Among Norgard's most straightforwardly melodic works of the
Christopher Culver | 03/31/2009
(3 out of 5 stars)

"This 2009 Dacapo disc contains three works by the Danish composer Per Norgard. Two of them are related by instrumentation, and two by musical material. All of them were written in the 1970s shortly after Norgard's Symphony No. 3, and continue his interest in the "infinity series", his major musical discovery. With the infinity series, the same musical gestures are simultaneously heard at many different tempos and harmonic transpositions, while selecting notes from the series (e.g. every 3rd, 5th, 12th etc.) can produce lovely melodies. The most straightforward display of these new possibilities, as well as the standard introduction to Norgard's music, is the Symphony No. 3, so this review will assume some prior experience with that masterpiece. There's a new recording of the symphony out on another recent Dacapo disc, check it out.

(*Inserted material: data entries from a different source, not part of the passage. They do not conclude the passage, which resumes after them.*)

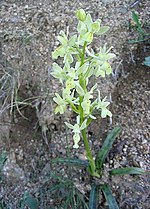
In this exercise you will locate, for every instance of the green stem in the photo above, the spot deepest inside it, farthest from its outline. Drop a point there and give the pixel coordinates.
(88, 153)
(89, 156)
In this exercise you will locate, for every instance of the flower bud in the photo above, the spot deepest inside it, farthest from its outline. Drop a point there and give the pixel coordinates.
(81, 15)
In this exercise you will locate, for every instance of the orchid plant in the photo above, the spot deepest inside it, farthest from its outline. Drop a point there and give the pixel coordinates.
(80, 63)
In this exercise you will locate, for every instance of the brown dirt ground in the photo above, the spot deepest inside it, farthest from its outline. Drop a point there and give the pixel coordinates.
(34, 137)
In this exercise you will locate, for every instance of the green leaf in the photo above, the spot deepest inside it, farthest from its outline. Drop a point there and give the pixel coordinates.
(94, 197)
(112, 203)
(29, 200)
(124, 171)
(81, 15)
(71, 161)
(107, 145)
(147, 61)
(103, 30)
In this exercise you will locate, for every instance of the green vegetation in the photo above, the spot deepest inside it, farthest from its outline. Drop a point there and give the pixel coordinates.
(79, 64)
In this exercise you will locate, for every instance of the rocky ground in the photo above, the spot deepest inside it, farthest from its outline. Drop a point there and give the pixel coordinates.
(30, 132)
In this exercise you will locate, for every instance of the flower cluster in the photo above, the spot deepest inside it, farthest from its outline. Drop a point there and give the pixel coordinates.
(79, 64)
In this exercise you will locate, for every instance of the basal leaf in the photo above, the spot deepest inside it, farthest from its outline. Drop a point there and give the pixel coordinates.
(109, 197)
(102, 154)
(124, 171)
(71, 161)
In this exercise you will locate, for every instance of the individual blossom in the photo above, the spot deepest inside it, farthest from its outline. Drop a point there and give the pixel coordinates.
(103, 104)
(81, 15)
(61, 104)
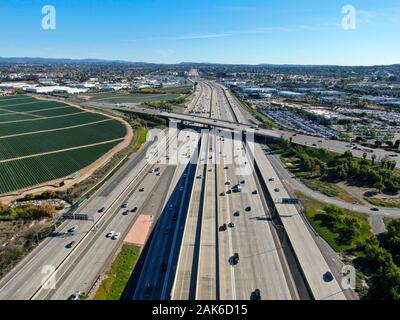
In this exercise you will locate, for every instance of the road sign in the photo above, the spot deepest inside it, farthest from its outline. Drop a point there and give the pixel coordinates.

At the middle of the second movement of the Third, Norgard had one half of the choir singing the Marian hymn "Ave Maris Stella". When he subsequently received a commission for a piece employing early music instrumentation, Norgard chose to spin off this melody into a standalone work. The result was "Nova Genitura" for soprano and ensemble (1975). It is amusing to hear bits of the infinity series played on instruments of three hundred years ago, such as lute, harpsichord, recorders and crumhorn. "Fons Laetitiae" for soprano and harp (1975) begins with another exploration of "Ave Maris Stella", but it goes on to mark the first appearance of the "Flos ut rosa floruit" melody which has got its own whole host of works over the last 30+ years. For those interested in the relationships between the many infinity series works of this era and their common melodies, there's a helpful diagram in the catalogue "Per Nørgårds kompositioner: En kronologisk-temaeatisk fortegnelse over værkerne 1949-1982" issued by his publisher Edition Wilhem Hansen.



The moment when Per Norgard radically changed course from the cosmic unity of the infinity series of the 1970s to the schizoid music of the early 1980s is traditionally dated to one fine day in 1979, when Norgard encountered the work of the schizophrenic Swiss artist Adolf Wolfli at an art exhibition in Copenhagen. But in fact, a polarity between light and darkness, or idyll and catastrophy, began to manifest itself in his music a bit earlier. "Seadrift" for soprano and ensemble (1978) is another infinity series piece for early music ensemble, but it is in a very different mood than "Nova Genitura". This Walt Whitman setting is bipartite in form, with its first movement titled "Being Together" and its second "Torn Apart". The violence of the second movement does seem a bit tame and immature in context, as it seems Norgard really needed the art of Wolfli to unlock truly visceral catastrophe. Nonetheless, it provides a good variety against the two other pieces on the disc.



I've given this disc three stars in order to show where I feel it falls among Norgard's other output. Music listeners who are merely interested in modern works with a strong reference to traditional tonality will probably find the recording superb, and the endlessly blossoming melodies are indeed lovely. However, I find that they are not typical of Norgard's music in that the concept of interference between different musical planes is not very present. Of his infinity series works, I prefer those where the listener is challenged to follow one musical strand against another, or even follow a line that is unheard but part of the whole infinity series texture. For that reason I'm inclined to think of the Third Symphony, "Twilight" or "Frostsalme" as the major works of the era."